Fact Check

Balcony Deaths

Stranger trips young girls and sends them plummeting over theater balconies?

Published March 15, 1999

Claim:

Claim:   Young girls are tripped by a stranger and sent plummeting to their deaths from theater balconies.


Status:   False.

Example:   [Collected on the Internet, 1999]




Beware!! This has happened on three accounts so far!

A two girls go to a movie theater. They decide it would help them to see better if they went up to the balcony. Once there, they decide to sit on the front row of the balcony. A man is already sitting on the front row, two seats from the aisle appearing to be sleeping. The girls don't want to step over the man so they occupy the two end seats. When the movie starts with the sudden sound check the man "awakens" startledly and spills soda on one of the girls. When she, with authority, gets up to wipe herself off, the man trips her and she falls over the balcony to her death. On the other two times that this has happened, the victim was paralized from the neck down.

PLEASE BE AWARE OF YOUR SURROUNDINGS WHEN VENTURING OFF TO THE MOVIE THEATER!!!



Origins:   Such are the times that it's actually refreshing to see a new horror legend that doesn't involve needles, AIDS, drugs, gangs or abducted women — just an old-fashioned random serial killer who doesn't need a murder weapon other than his own two

feet.

What this legend does share with most others of its ilk is the setting. Describing the random, senseless deaths of victims who are killed while at the site of a pleasurable activity (fishing hole, amusement park, movie theater, dance club, golf club) is a staple of horror legends. In this case the death is neither an unintentional one caused by an accident or a non-human agent (such as the recent legend about snakes in ball pits) or one with a deliberate purpose beyond mere senseless killing (such as a the gang initation ritual found in the resurgent legend about headlight flashing).
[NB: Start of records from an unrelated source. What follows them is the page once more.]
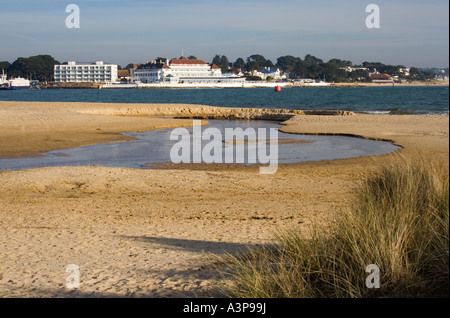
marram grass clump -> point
(400, 223)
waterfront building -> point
(97, 72)
(270, 72)
(182, 71)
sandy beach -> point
(158, 233)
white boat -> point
(15, 83)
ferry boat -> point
(15, 83)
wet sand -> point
(157, 233)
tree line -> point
(40, 67)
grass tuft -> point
(400, 222)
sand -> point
(159, 233)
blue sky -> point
(412, 33)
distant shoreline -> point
(239, 85)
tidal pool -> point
(155, 147)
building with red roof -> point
(181, 70)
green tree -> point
(224, 64)
(312, 60)
(39, 67)
(255, 62)
(287, 63)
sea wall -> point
(204, 112)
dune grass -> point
(400, 222)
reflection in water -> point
(155, 147)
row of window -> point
(83, 68)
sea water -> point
(382, 100)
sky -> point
(411, 33)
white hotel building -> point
(180, 70)
(85, 73)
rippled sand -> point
(157, 233)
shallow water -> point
(155, 147)
(384, 100)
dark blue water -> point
(389, 100)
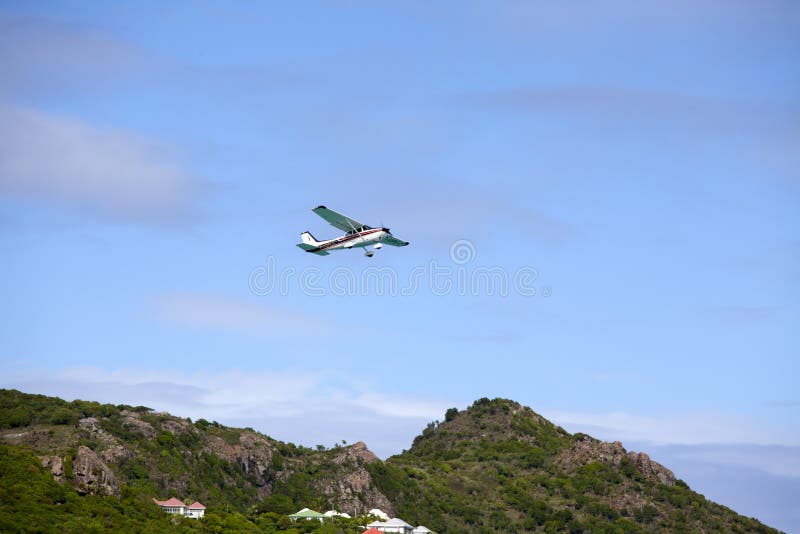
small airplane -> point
(358, 235)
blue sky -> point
(160, 160)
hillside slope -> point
(500, 467)
(495, 467)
Here we have a stranger who kills or maims young women in movie theaters for no apparent reason other than the thrill of it all.
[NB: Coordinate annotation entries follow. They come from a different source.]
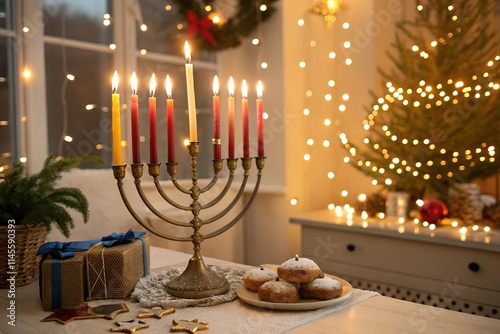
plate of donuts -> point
(295, 285)
(252, 298)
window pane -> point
(7, 120)
(6, 14)
(203, 86)
(80, 20)
(162, 34)
(79, 108)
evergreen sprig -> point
(421, 143)
(35, 200)
(229, 34)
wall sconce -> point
(328, 9)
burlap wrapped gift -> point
(62, 273)
(116, 265)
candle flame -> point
(152, 85)
(114, 82)
(230, 86)
(244, 89)
(133, 83)
(187, 51)
(259, 89)
(216, 86)
(168, 85)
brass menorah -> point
(197, 281)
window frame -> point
(30, 106)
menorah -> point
(197, 281)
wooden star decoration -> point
(156, 312)
(191, 326)
(64, 316)
(129, 326)
(109, 311)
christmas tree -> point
(438, 123)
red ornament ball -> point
(432, 211)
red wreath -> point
(200, 26)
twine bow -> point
(201, 26)
(121, 238)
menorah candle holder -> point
(197, 281)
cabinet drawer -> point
(421, 259)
We know this urban legend-like message must be serious, because it has the hallmarks of the usual Important Internet Warning of a Dire and Imminent Threat to You and Your Loved Ones: a initial statement assuring us that the information presented is true, a description of some horrible crime being perpetrated against innocent victims, and a cautionary closing paragraph typed IN CAPITAL LETTERS and ending with MULTIPLE EXCLAMATION POINTS!!! What's not included, of course, are the usual verifiable details: dates, names of cities, names of victims, names of police contacts, etc.

Since the message claims three different occurrences of girls' being attacked in movie theaters by someone with the same modus operandi (but no mention of this being a gang initiation rite), we can probably assume the crimes are the work of a single man. If so, why he is still on the loose? At the very least, why don't we have a description of him? In all three cases only one of a pair of girls was killed or injured; the other surely saw the monster pull off his crime and described it to someone, or else we wouldn't know the details: that the murderer pretended to be asleep, sat two seats from the aisle, "woke up" when the sound check played, "accidentally" spilled his drink, and finally deliberately tripped one of the girls to send her hurtling off the balcony. The criminal couldn't have escaped too quickly for anyone to see him, as he would have had to climb over or around at least some theater seats (and possibly other patrons) to effect his escape. The theater lights may have been turned down for the beginning of the program, but movie theaters aren't so dark that you couldn't at least observe the height, clothing, and general features of another person standing right in front of you (and it apparently wasn't too dark to notice that the man deliberately tripped his victims). So why do we not have the smallest bit of descriptive information about this heinous madman?

Scarelore warnings like this one, even if they do describe apocryphal events, usually at least offer some valid warnings: keep your eyes on your children at all times, be careful of giving rides to strangers, don't make safety judgments based solely on a person's appearance, etc. But "be careful in movie theater balconies lest someone push you over the edge"? If this is a lesson we need reinforced, we're in bigger trouble than I thought.

Last updated:   6 October 2006


David Mikkelson founded the site now known as snopes.com back in 1994.